The organisation Nuestras Hijas de Regreso a Casa (Bring Back Our Daughters) has denounced how the authorities ignored the women's murders and disappearances for so long. "Every week at least one woman disappears from Ciudad Juarez, and then nothing is ever heard from her again, unless her kidnappers decide to leave her dead body somewhere to be found. The remains always show how the women were brutally tortured and murdered, cruelly raped, and sometimes their bodies are mutilated or burned," said the organisation in a press release.

One of the many cases is that of Alejandra García. Around 10:15pm on 19 February, 2001, the neighbours of a shanty town near a maquila in Ciudad Juárez called the local emergency number in order to inform the police that a naked woman was being beaten and raped by two men. No police were sent out to investigate the alleged rape. Following a second phone call, a police car was sent out, but it didn't arrive to the scene of the crime until 11:25pm, too late to do anything. The culprits had already disappeared.

Just four days earlier, the mother of 17-year-old Alejandra García had registered her child as missing. Alejandra, mother of an infant and a three-year-old boy, worked in the Maquiladora Servicios Plásticos y Ensambles (Maquila Assembly and Plastic Services). At around 7:30pm on the night of her abduction, Alejandra's colleagues saw her walking away into an unlighted area near the factory. She used to walk that route each night to get the bus that would take her home. But that night, Alejandra would never to return home.

On 21 February, the corpse of a young woman was found in wasteland, very near to where the emergency calls to the police were made. She was wrapped in a blanket and her body showed clear signs of physical and sexual violence. The autopsy revealed that the cause of death was strangulation. The body of the young woman was identified as Alejandra by her parents. The autopsy and investigation came to the conclusion that she had died a day and a half before being found and that she was held captive at least five days prior to her murder.
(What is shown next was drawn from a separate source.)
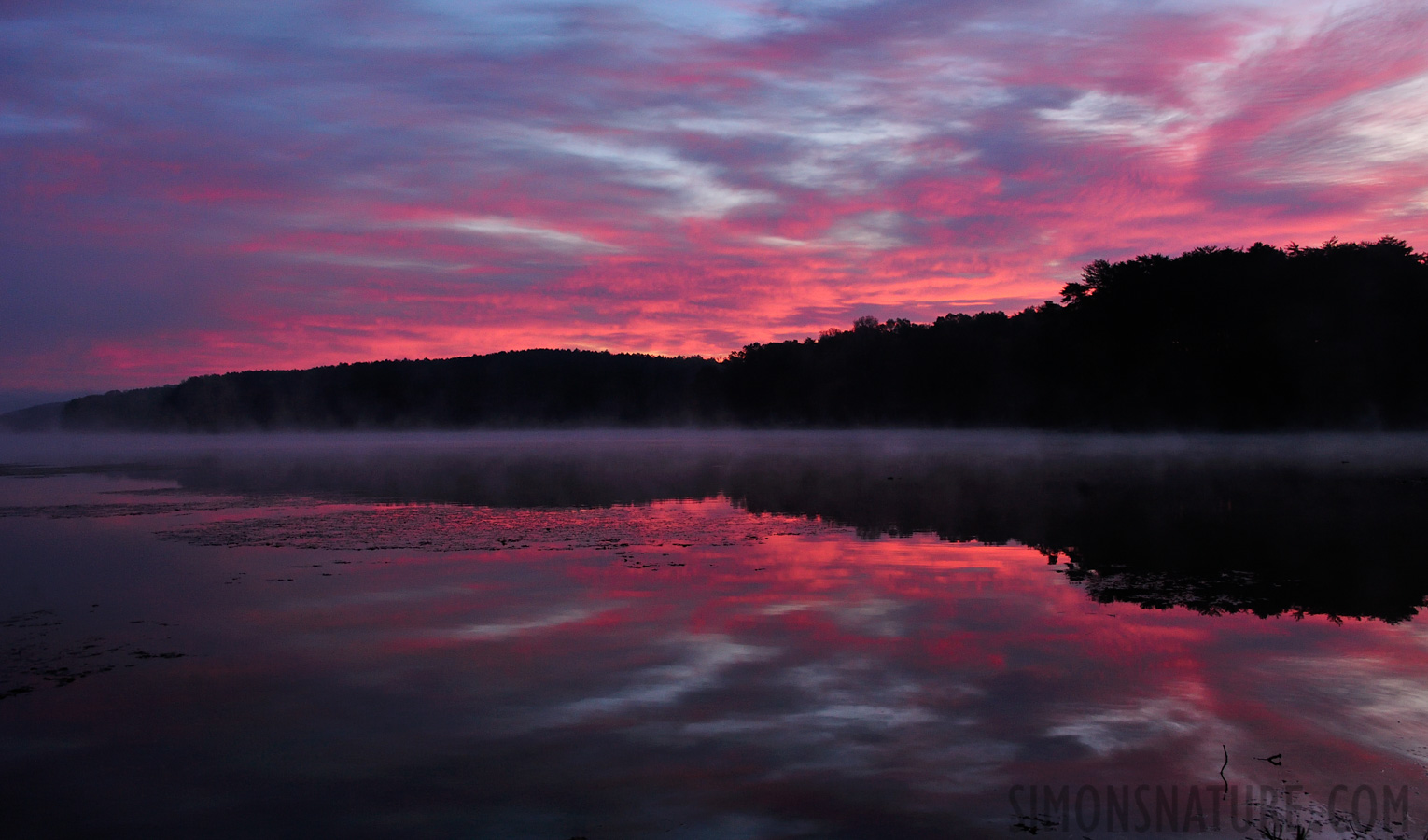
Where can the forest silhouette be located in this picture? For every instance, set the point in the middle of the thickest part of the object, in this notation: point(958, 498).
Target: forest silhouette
point(1214, 339)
The police report on the night of that 19 February when the phone calls denouncing the beating and rape of an unknown woman simply read "nothing to report".
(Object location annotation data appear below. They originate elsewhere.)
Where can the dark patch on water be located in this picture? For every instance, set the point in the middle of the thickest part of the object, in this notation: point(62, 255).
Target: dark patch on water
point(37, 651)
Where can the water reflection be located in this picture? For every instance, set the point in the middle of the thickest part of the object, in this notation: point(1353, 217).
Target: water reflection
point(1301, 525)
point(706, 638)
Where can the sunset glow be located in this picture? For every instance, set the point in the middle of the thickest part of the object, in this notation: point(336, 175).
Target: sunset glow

The identity of the woman attacked on this day was never determined, and no attempt was made to investigate whether there was a connection between this woman and the abduction and murder of Alejandra or, for that matter, any other cases. Furthermore, no investigation was carried out by the authorities to determine why no follow-up was made to the emergency services from Ciudad Juarez. The area around the maquila remains to this day unlighted. A small cross bears witness at the place where the corpse was found.

Diana Washington Valdez has investigated the murders for five years for a local newspaper. She has gone on the record about the killers' identities. In her book, Harvest of Women, Washington exposes the underworld of Ciudad Juarez drug-traffickers. "The girls are carefully selected. They are disposable women..., young and poor." The victims are young to avoid sexually transmitted diseases, and the poor background guarantees that the police will not be very interested in investigating their murders.
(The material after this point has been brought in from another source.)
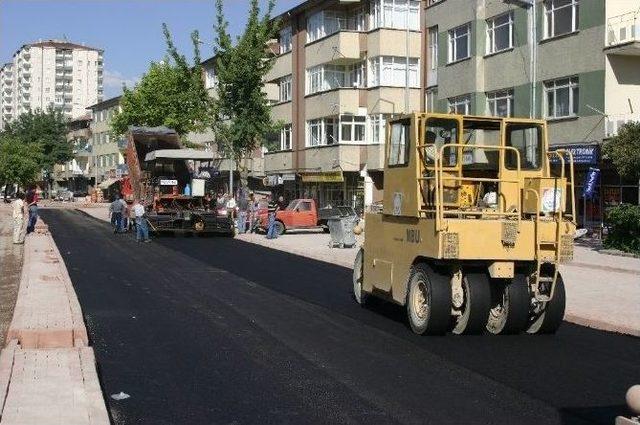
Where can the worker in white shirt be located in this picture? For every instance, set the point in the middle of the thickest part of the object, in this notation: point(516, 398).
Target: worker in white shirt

Washington maintains that the women are kidnapped by middle men to be taken to rich men with political connections reaching as far as Mexican President Fox.

Washington's investigations are based on leaks from Mexican police and the FBI. In March 2003, she says, the FBI informed Mexican police of the locations to which the abducted women were taken. The FBI believes the Mexican police failed to act, even though they had been informed of plans to capture another four girls.